About Nancy Walker

Pianist and composer Nancy Walker has been recognized with honours Canada-wide, including the Montréal Jazz Festival’s Grand Prix de Jazz, the National Jazz Awards Keyboardist Of The Year Award, a JUNO nomination for Instrumental Album Of The Year, and an induction into the Mississauga Music Walk Of Fame. A dynamic improviser, an artful composer and a responsive accompanist, Nancy has been praised both for her work as a solo artist and as a musical collaborator. With several discs to her own credit as leader, she can also be heard on a wide range of recordings as a side player, by artists from Kirk MacDonald to Emilie-Claire Barlow. Most recently she can be heard on the 2024 recording Here’s To Life by John Neudorf (on which she is both pianist and co-producer), and Sarah Jerrom’s 2025 JUNO nominated Magpie.

Nancy’s work is not limited to the jazz idiom. As a composer of contemporary choral music, she was honoured to be commissioned to compose the music for a full-length musical theatre production (SATB chorus and soloists) in collaboration with The Mississaugas of the Credit First Nation, entitled FIRST. The musical premiered at the New Credit Community Centre in June, 2018, and in 2020-21 the production received The Ontario Historical Society’s Indigenous History Award. Later, the Mississauga Children’s Choir commissioned Nancy to adapt one of the songs from FIRST (Water, with lyrics by Steven Campbell) for their senior children’s choir.

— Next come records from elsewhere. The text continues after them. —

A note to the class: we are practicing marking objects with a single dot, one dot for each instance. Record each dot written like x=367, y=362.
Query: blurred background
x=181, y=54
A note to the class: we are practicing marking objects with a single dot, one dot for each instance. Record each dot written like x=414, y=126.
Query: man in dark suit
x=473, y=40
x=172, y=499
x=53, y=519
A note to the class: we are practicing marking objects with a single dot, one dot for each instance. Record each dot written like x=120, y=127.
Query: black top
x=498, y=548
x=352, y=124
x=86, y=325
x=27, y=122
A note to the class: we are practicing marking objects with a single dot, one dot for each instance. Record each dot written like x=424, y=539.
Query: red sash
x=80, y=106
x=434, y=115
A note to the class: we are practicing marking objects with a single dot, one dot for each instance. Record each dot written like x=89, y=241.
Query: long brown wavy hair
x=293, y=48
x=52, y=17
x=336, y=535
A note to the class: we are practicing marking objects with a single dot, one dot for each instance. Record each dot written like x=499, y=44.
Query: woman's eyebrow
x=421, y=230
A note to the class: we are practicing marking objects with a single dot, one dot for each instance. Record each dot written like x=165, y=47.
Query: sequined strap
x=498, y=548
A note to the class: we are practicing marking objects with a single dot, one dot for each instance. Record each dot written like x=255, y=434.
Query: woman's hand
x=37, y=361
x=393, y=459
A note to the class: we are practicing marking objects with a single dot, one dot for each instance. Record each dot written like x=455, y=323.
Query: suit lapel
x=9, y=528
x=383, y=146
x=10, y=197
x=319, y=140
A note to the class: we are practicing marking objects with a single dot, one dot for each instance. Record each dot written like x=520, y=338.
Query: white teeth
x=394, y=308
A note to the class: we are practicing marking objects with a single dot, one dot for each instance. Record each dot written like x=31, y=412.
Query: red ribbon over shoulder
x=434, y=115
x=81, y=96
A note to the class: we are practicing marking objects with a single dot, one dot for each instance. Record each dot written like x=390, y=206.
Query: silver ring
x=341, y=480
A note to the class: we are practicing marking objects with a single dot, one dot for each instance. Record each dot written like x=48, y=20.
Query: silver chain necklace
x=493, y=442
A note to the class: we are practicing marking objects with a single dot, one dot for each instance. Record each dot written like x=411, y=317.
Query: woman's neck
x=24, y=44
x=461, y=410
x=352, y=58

It was performed in May, 2024 at the final concert of the choir’s 2023/24 season.

She has also toured internationally and recorded with many artists outside the jazz idiom, including Raffi, Sylvia Tyson, Roger Whittaker and The Parachute Club.

Nancy’s compositions reflect her view of the age we live in – at times intense, at times poignant, at times cerebral. Her inspirations include architecture, cinema, literature, visual art and nature.

“Walker’s music vocabulary is strong and varied enough to provide an emotional experience that never wallows. It’s music that celebrates itself while including the audience in that celebration. In other words it’s accessible without any commercial compromises.”
John Corcelli, criticsatlarge.ca

“Nancy Walker has played enough piano to know how to keep listeners interested however hard she pushes the boundaries of familiarity.”
Geoff Chapman, Toronto Star

“Harmonically she’s influenced by the usual suspects—Evans, Hancock, Jarrett, etc.—but her delicate touch and denser harmonic constructs brings to mind British pianist John Taylor as well…Walker’s music is easy on the ears, but don’t mistake that for lacking in interest or challenge, because she masks an advanced harmonic concept within an accessible veneer.” John Kelman, All About Jazz

“A fine example of the modern jazz musician’s art.”
Mark Miller, The Globe and Mail

“A gifted pianist and composer, Nancy Walker is possessed of a lyricism that can suggest lapping water and bright skies, and a contrasting rhythmic drive. A former student of Fred Hersch, she builds on a tradition of romantic jazz piano that has deep roots in the harmonic innovations of Bill Evans.”
Stuart Broomer, Toronto Life Magazine

“Toronto pianist Nancy Walker continues to write some of the most interesting and sophisticated contemporary jazz in the country. Contemporary, yet firmly connected to the history of jazz and therefore accessible.”